Human nature does not change. Despite our postmodern sophistication and our wishful thinking about perfectibility, our nature is immutable—not least in its fickleness, its embrace of irrational ideas and practices, and its suggestibility.

Charles Mackay’s classic work, Extraordinary Popular Delusions and the Madness of Crowds (1841), chronicles the fads and follies of humankind, our epidemics of irrational groupthink. It illustrates our enduring credulity, covering such follies as alchemy, financial bubbles, the Crusades, fortune-telling, false prophesy, witchcraft, and witch hunts. Mackay’s account of the Dutch tulip mania, in which people lost fortunes by bidding up the price of tulip bulbs to ridiculous levels, anticipates the recurrent cycles of boom and bust that have plagued nations’ economies since his book was first published. Such hysterical contagion continues in modern times, merely taking on new forms.

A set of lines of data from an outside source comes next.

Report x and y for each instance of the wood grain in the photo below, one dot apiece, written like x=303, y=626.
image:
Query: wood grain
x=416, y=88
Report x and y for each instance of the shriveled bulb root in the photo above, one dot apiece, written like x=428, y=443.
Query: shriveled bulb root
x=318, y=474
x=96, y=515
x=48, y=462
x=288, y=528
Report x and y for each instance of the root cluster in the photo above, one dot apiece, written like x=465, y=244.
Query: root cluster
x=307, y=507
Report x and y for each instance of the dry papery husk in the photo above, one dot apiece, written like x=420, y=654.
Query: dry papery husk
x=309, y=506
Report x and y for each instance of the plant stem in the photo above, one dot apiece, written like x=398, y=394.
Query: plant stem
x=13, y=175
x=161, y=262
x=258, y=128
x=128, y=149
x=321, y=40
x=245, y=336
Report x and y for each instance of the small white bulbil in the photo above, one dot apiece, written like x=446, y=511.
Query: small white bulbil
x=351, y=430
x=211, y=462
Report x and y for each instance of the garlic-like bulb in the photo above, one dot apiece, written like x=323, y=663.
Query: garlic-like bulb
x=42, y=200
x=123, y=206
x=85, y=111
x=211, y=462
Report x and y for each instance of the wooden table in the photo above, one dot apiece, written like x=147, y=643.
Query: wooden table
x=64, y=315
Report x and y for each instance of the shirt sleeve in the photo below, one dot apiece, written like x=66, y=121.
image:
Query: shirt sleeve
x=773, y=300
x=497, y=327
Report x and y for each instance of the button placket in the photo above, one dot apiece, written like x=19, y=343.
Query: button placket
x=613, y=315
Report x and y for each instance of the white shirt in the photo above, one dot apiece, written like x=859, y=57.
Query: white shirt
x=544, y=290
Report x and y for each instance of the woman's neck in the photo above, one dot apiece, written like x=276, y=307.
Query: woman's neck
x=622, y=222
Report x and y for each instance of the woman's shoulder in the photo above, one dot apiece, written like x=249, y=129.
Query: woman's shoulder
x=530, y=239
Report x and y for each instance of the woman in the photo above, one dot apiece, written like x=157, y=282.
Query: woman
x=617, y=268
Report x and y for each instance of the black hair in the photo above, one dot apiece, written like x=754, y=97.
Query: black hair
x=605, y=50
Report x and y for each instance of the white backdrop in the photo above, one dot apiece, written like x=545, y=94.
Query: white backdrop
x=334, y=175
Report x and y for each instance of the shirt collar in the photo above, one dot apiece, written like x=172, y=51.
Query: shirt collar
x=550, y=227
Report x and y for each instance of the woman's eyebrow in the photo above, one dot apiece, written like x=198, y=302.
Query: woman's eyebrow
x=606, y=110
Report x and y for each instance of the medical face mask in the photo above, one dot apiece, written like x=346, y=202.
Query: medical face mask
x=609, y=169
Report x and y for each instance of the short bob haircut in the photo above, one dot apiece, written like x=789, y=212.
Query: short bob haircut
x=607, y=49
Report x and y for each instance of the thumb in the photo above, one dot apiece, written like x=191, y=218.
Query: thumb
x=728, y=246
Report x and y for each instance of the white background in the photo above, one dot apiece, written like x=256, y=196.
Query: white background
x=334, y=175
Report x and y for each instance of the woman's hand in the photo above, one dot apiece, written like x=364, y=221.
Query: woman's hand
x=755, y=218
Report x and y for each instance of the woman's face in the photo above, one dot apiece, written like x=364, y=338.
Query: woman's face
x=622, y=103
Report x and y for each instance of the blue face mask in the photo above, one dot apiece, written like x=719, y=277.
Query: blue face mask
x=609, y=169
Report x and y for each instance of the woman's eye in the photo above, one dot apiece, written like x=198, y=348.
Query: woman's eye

The medieval field of alchemy—the attempt to change base metals into gold and to find the philosopher’s stone capable of bringing about human perfection, even immortality—is ludicrous to the modern mind, a relic of a prescientific time. Yet the ancient belief in transmutation is still with us. Current popular delusions are aspirations not to turn base metals into gold, but rather to transcend the laws of biology and transmute human nature. Among them is the popular belief that gender is fungible, so that whether we are born male or female is of no consequence.